The 2026 Income Thresholds
The IRS adjusts bracket thresholds each year based on inflation, so the exact income cutoff for the 37% rate shifts slightly from year to year. For tax year 2026, the top bracket begins at:
- Single filers: taxable income above $640,600
- Married filing jointly: taxable income above $768,700
Taxable income is what remains after you subtract deductions from your gross income. So a single filer who earns $700,000 but takes $30,000 in deductions has taxable income of $670,000, and only $29,400 of that falls into the 37% bracket.
Additional Taxes on High Earners
The 37% bracket is the highest rate on ordinary income, but it’s not the only tax that applies at high income levels. Two additional levies can push the total federal rate higher.
The Additional Medicare Tax adds 0.9% on earned income (wages, salaries, self-employment income) above $200,000 for single filers or $250,000 for married couples filing jointly. This is on top of the standard 1.45% Medicare tax, bringing the combined Medicare rate to 2.35% on earnings above those thresholds.
The Net Investment Income Tax (NIIT) adds 3.8% on investment income, which includes interest, dividends, capital gains, rental income, and royalties. It applies when your modified adjusted gross income exceeds $200,000 for single filers or $250,000 for married couples filing jointly. For a high earner with significant investment income, the NIIT can push the effective federal rate on that investment income well above the nominal bracket rate.
Combined, someone in the top bracket with substantial investment income could face a marginal federal rate of 40.8% on that income: the 37% ordinary rate plus the 3.8% NIIT. On earned income, the combined rate reaches 37.9% when the Additional Medicare Tax is factored in.
Capital Gains Face a Different Top Rate
Long-term capital gains, profits from selling assets held longer than one year, are taxed under a separate rate structure. The maximum rate on most long-term capital gains is 20%, which applies to single filers with taxable income above roughly $533,400 and married couples filing jointly above about $600,050 (based on 2025 thresholds, with inflation adjustments for future years).

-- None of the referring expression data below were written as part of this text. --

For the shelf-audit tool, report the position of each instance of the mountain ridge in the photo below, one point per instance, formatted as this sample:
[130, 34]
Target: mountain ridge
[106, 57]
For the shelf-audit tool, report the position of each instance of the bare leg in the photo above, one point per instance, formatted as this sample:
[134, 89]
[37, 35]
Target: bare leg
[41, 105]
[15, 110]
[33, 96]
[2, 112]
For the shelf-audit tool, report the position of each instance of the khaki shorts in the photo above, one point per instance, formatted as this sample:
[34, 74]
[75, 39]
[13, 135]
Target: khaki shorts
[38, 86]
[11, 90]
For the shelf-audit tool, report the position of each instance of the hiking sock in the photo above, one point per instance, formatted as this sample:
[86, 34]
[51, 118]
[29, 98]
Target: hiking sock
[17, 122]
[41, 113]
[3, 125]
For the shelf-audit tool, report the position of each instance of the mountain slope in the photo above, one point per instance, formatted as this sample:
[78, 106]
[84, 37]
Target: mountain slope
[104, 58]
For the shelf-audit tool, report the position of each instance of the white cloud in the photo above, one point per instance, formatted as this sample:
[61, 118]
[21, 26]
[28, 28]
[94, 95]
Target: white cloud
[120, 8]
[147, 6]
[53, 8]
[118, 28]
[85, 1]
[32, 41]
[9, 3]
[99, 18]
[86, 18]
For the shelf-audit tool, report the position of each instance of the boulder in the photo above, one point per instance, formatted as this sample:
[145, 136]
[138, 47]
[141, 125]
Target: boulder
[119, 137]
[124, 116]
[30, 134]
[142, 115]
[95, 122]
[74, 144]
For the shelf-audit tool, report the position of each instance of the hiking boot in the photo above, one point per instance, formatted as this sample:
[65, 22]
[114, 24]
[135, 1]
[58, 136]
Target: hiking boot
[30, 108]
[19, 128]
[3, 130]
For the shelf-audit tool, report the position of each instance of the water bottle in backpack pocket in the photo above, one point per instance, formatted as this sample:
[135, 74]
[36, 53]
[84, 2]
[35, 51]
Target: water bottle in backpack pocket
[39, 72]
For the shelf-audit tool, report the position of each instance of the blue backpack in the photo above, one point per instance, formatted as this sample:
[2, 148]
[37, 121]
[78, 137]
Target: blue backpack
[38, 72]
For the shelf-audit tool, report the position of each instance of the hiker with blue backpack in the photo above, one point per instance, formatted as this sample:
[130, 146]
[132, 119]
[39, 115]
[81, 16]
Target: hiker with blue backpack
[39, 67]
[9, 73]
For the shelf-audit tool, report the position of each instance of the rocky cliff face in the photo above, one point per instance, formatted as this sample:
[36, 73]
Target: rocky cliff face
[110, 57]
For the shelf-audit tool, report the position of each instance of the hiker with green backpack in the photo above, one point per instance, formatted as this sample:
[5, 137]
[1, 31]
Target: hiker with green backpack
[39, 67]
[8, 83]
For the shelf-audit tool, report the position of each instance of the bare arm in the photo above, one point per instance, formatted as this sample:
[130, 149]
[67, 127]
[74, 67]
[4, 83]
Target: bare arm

Certain types of gains carry higher rates. Profits from selling collectibles like art, coins, or antiques are taxed at a maximum of 28%. The same 28% ceiling applies to gains from qualified small business stock under Section 1202. And when you sell real estate that has been depreciated, a portion of the gain can be taxed at up to 25%.

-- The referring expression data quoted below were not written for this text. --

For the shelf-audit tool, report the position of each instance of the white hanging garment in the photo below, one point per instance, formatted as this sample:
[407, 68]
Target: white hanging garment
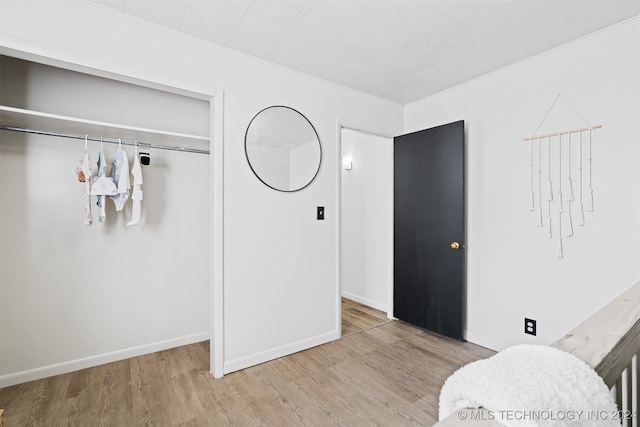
[102, 186]
[120, 176]
[136, 194]
[84, 175]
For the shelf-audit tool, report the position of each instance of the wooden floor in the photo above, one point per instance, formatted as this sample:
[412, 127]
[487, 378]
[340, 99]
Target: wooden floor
[386, 375]
[357, 317]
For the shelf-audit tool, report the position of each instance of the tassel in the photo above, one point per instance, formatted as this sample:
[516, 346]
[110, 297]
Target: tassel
[570, 195]
[569, 227]
[581, 216]
[532, 202]
[590, 201]
[560, 254]
[539, 223]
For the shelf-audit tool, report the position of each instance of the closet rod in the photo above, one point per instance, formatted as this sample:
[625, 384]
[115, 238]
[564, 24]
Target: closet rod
[107, 140]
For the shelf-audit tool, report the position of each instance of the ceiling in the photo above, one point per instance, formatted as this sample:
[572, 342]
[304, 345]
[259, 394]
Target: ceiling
[400, 50]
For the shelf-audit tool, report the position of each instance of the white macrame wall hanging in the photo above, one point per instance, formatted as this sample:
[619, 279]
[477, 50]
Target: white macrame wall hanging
[561, 189]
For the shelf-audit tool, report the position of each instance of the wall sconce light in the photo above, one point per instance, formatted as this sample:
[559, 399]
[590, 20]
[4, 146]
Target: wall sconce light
[347, 162]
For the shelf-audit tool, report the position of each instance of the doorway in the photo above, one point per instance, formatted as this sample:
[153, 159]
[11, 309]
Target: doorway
[367, 219]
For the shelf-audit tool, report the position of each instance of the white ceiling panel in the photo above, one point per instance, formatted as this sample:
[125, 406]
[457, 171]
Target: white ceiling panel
[401, 50]
[167, 13]
[214, 21]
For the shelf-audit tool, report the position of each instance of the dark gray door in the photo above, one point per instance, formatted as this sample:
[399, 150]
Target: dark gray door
[429, 261]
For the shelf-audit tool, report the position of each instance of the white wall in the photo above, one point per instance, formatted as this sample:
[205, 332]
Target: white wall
[513, 271]
[281, 290]
[367, 219]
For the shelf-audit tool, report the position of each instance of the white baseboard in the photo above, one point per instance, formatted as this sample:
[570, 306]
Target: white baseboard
[275, 353]
[484, 342]
[99, 359]
[369, 303]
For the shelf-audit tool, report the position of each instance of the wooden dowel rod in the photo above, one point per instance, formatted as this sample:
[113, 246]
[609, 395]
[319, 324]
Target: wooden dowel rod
[564, 132]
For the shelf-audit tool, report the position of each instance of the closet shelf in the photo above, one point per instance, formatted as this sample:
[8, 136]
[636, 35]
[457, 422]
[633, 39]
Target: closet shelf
[38, 120]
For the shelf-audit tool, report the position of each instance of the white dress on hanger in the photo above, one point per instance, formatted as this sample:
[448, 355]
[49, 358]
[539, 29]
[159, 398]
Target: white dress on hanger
[120, 176]
[84, 175]
[136, 194]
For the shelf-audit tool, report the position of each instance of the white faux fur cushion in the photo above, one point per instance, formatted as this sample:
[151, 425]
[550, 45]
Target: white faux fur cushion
[531, 385]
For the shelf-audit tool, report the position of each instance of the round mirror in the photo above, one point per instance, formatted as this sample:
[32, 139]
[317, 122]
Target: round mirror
[283, 148]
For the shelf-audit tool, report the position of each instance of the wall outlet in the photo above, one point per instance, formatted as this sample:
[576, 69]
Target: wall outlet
[529, 326]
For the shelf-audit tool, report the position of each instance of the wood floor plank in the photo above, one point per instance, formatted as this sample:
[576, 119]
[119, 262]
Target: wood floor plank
[386, 373]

The 3.8% NIIT applies on top of these capital gains rates for high earners, bringing the maximum effective federal rate on most long-term capital gains to 23.8%.

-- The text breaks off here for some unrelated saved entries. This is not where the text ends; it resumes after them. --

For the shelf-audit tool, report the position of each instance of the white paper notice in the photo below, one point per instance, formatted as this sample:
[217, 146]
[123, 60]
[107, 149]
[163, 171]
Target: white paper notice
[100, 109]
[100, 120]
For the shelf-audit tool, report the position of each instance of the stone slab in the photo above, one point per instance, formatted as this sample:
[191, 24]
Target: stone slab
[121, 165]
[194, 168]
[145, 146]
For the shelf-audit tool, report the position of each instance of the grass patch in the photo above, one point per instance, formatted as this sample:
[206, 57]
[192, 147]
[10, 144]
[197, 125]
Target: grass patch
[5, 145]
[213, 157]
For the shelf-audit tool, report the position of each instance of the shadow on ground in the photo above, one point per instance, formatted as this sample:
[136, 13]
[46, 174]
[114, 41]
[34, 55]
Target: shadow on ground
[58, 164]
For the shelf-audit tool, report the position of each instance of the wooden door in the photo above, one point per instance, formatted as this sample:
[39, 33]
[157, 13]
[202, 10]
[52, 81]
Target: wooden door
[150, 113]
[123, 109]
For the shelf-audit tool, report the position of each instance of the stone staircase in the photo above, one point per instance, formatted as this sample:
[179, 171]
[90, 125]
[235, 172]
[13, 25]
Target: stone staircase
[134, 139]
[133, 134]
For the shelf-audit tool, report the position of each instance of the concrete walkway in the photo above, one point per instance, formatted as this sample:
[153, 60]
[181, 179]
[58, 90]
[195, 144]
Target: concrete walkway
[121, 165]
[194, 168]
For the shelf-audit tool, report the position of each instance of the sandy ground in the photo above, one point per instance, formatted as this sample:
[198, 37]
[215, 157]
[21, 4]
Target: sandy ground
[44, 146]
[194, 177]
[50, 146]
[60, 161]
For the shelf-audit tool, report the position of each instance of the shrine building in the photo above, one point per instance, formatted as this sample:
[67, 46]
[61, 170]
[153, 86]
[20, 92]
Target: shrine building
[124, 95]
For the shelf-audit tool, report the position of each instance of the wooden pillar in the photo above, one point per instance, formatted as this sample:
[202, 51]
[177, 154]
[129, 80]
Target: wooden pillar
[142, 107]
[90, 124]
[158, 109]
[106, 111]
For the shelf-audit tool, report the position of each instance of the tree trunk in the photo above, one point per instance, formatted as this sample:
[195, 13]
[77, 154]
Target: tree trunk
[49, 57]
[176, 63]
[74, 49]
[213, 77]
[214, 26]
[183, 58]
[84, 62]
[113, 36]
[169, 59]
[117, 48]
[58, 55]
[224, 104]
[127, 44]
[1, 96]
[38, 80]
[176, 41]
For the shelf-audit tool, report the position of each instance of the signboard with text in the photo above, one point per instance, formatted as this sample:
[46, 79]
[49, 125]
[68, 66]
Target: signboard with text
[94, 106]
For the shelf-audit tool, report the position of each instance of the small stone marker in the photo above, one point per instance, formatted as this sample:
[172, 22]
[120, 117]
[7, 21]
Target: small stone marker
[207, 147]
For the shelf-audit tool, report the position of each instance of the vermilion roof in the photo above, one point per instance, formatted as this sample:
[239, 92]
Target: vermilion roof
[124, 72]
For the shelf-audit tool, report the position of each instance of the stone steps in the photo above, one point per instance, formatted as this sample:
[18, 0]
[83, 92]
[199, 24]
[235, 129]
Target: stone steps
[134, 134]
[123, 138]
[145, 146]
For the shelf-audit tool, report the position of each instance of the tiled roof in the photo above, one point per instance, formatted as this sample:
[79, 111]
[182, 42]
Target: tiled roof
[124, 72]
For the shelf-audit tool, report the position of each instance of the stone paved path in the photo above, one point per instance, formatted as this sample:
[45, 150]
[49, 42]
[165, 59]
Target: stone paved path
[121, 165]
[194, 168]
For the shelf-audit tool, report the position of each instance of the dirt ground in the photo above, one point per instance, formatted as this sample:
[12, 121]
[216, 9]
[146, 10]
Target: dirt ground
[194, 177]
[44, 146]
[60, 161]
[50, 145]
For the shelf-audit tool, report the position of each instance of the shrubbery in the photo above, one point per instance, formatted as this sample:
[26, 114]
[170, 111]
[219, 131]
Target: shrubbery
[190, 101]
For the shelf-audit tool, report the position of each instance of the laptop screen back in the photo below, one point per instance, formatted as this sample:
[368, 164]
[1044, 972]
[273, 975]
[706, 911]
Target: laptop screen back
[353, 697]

State Taxes Add Another Layer
The 37% rate is the federal number only. Most states impose their own income tax, with top rates ranging from under 3% to over 13%. A handful of states have no income tax at all. When state taxes are layered on top of federal, residents of high-tax states can face combined marginal rates above 50% on their highest-bracket income. Your total tax burden depends heavily on where you live.
How the 37% Rate Came About
The 37% top rate was established by the Tax Cuts and Jobs Act (TCJA) of 2017, which lowered it from 39.6%. Most of the TCJA’s individual tax provisions were originally set to expire at the end of 2025, which would have pushed the top rate back to 39.6%. However, legislation signed in 2025 extended these provisions, keeping the 37% top rate in place for tax year 2026. Future legislative action could change the rate again, but for now, 37% remains the ceiling on ordinary federal income tax.